Пембертон просиял улыбкой кинозвезды.

Да, подумал Макс, Розамунда будет очень рада неожиданному гостю.

Так и случилось.

Встретив их в дверях, она поправила прическу, чего никогда не делала для Макса.

Дом располагался недалеко от дороги Принца Уэльского в Слиме, примостившись рядом с полицейским участком. Это был типичный мальтийский дом, и его скромный фасад не давал никакого представления о сокровищах, которые хранились за ним. Деревянная входная дверь располагалась между двумя окнами, и еще три были на верхнем этаже, объединенные каменным балконом, который нависал над улицей. Симметричный фасад дома не имел никаких украшений, если не считать медной пластины с названием «Вилла Мария», вделанной в белую штукатурку, и небольшой застекленной терракотовой ниши над входом с изображением безутешной Богоматери, прижимающей к себе ребенка.

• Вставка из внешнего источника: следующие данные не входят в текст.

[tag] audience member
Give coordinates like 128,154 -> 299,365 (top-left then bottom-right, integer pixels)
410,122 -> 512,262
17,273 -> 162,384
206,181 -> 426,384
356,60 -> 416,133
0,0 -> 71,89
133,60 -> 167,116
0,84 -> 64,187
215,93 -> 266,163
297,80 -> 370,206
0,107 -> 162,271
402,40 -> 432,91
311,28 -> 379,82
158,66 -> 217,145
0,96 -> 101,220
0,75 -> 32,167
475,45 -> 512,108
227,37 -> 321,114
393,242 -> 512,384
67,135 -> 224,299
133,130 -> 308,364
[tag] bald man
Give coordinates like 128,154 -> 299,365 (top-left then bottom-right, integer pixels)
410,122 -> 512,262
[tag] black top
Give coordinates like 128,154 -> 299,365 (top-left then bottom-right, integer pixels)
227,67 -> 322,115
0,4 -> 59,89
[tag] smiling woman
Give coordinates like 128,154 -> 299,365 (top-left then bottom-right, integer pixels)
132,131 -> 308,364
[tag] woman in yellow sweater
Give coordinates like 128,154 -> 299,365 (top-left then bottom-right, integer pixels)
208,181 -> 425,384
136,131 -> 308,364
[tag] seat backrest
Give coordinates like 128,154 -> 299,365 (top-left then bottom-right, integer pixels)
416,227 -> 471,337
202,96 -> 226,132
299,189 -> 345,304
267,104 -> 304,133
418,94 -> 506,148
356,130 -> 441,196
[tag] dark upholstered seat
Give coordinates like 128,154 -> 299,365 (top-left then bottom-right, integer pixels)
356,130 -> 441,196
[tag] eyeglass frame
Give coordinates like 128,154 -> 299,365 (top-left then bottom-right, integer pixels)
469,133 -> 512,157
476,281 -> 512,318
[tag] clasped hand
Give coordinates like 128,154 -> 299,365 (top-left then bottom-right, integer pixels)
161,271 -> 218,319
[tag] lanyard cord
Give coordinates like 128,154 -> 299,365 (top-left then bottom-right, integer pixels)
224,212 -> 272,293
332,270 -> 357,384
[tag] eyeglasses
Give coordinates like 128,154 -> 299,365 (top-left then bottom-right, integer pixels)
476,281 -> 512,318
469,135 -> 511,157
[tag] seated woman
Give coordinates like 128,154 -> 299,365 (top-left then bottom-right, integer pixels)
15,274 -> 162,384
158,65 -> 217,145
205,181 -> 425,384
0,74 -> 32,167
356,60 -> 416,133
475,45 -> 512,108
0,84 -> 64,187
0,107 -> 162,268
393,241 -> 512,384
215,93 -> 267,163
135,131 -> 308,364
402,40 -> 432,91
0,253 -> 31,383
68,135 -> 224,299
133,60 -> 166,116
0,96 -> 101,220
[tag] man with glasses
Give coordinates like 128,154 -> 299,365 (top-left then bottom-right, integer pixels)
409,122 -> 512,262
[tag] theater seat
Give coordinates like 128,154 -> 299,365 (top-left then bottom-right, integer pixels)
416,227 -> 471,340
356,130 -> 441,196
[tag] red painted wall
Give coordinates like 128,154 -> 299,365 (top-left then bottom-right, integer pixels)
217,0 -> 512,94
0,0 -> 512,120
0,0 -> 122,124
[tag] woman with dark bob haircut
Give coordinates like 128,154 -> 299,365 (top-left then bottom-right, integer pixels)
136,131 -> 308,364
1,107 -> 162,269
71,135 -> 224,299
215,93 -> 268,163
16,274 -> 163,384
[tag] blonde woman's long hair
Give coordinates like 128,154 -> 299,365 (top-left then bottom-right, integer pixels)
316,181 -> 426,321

На Розамунде было длинное атласное вечернее перламутрово-серое платье, и, как только она выверенным жестом поправила рыжеватые локоны, Макс представил спутника. Розамунда протянула хрупкую руку и, когда они пожали ее, увлекла Пембертона внутрь, бросив из-за плеча одобрительный взгляд на Макса.

Холл был просторный и прохладный, безукоризненно обставленный старинной мебелью. Под их ногами лежал персидский ковер, а стены украшали разноцветные импрессионистические картины. Пембертон был слегка удивлен.

— Скажите, Эдвард, вы, случайно, не в родстве с Адрианом Пембертоном?